Dilated fundus photography was performed to evaluate the status of retinopathy according to the Early Treatment Diabetic Retinopathy Study (ETDRS) grading system described in the previous literature.²¹ Macular exudate was defined by the presence of hard exudate within the anatomical area between the superior and inferior arcade. OCT (Cirrus HD-OCT 400; Carl Zeiss Meditec, Dublin, CA, USA) was used to record CST and cube volume, which were displayed via a thickness map produced by this instrument with nine grids defined by the previous ETDRS.²¹ The CST was calculated in the central 1-mm grid, and the cube volume was calculated as total volumes in all the nine grids.
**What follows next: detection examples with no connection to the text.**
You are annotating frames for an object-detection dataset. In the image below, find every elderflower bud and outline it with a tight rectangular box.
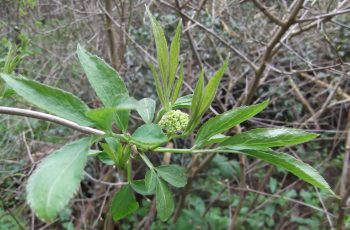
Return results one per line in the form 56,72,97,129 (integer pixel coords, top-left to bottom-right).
158,110,189,134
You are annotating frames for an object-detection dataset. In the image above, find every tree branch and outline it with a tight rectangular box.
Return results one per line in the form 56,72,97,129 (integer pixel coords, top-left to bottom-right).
252,0,284,26
0,106,106,136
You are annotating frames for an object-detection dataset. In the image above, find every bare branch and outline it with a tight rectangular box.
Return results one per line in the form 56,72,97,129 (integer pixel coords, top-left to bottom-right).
160,1,257,71
242,0,304,105
0,106,106,136
252,0,284,26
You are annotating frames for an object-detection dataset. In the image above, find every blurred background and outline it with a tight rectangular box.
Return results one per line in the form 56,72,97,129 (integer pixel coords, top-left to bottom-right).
0,0,350,229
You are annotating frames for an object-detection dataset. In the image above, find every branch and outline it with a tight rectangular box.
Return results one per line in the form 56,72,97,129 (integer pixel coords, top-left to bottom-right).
0,106,106,136
296,8,350,23
238,0,305,105
252,0,284,26
160,0,257,71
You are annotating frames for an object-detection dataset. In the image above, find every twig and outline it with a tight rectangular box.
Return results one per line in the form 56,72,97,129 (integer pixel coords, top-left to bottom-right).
296,8,350,23
337,112,350,230
160,0,257,70
0,106,106,136
239,0,304,105
252,0,284,26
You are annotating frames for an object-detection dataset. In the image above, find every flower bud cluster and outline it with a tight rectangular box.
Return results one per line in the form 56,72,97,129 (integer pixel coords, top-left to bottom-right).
158,110,189,134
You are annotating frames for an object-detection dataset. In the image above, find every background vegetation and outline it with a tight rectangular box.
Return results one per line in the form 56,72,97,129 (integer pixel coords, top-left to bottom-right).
0,0,350,229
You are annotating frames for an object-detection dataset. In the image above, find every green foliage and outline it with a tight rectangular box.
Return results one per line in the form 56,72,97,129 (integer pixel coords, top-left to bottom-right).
1,11,334,228
1,74,93,126
145,170,157,193
156,178,174,221
195,101,269,146
77,45,129,107
155,165,187,188
136,98,156,123
158,110,188,134
220,128,318,147
223,146,335,195
131,124,168,148
85,108,116,131
77,45,129,131
27,138,91,222
186,59,228,133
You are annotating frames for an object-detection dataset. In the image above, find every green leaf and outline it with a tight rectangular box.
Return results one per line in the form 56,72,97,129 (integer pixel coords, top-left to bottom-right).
145,170,158,194
219,146,334,194
203,133,230,145
185,69,204,132
136,98,156,123
77,45,128,107
85,108,116,131
131,180,155,196
114,110,130,132
115,96,138,111
146,8,169,99
171,62,185,104
220,128,318,147
131,124,168,147
172,94,193,109
199,59,228,117
1,74,93,126
97,152,114,165
195,100,269,146
27,138,90,222
156,178,174,221
169,20,182,90
111,184,139,221
156,165,187,188
148,62,168,108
DME was defined by a central subfield thickness of more than 250 μm, with presence of either intraretinal cysts or subretinal fluid, or both, as described in the previous literature.²² All patients were categorized into one of three groups: no apparent DR; DR without DME; or DR with DME. A group consisting of no DR with DME was not found in this study after excluding all the potential nondiabetic causes of edema as mentioned above. 
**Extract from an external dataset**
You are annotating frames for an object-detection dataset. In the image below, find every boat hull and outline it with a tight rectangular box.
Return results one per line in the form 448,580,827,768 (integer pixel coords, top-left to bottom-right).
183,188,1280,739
The body fluid status of each patient was measured with a body composition monitor (BCM; Fresenius Medical Care, Bad Homburg, Germany) with input variables including height, weight, age, sex, and BP. Basically, the principle of the BCM is based on bioimpedance analysis, which is composed of resistance caused by total body water (TBW), and reactance caused by cell membrane capacitance. Details of how bioimpedance works have already been mentioned elsewhere.²³ The accuracy of this method in determining body fluids has been shown, compared with other gold standard reference methods in the previous literature, with excellent accordance and high agreement.²⁴ The impedance was measured by having the electrodes of the monitor attached to the hand and foot on the same side of the body after the patient had been in a supine position for 5 minutes. Data were then calculated with built-in equations that produce the following output: TBW, extracellular water (ECW), intracellular water (ICW), and overhydration (OH). Relative overhydration (ROH) was calculated as OH value divided by ECW, and volume overload was defined as ROH greater than or equal to 7%. All these body fluid determinations as well as the same reference range for ROH have been validated in Taiwanese populations without hemodialysis.^25,26 OCT was then performed soon after BCM evaluation was done at outpatient settings. 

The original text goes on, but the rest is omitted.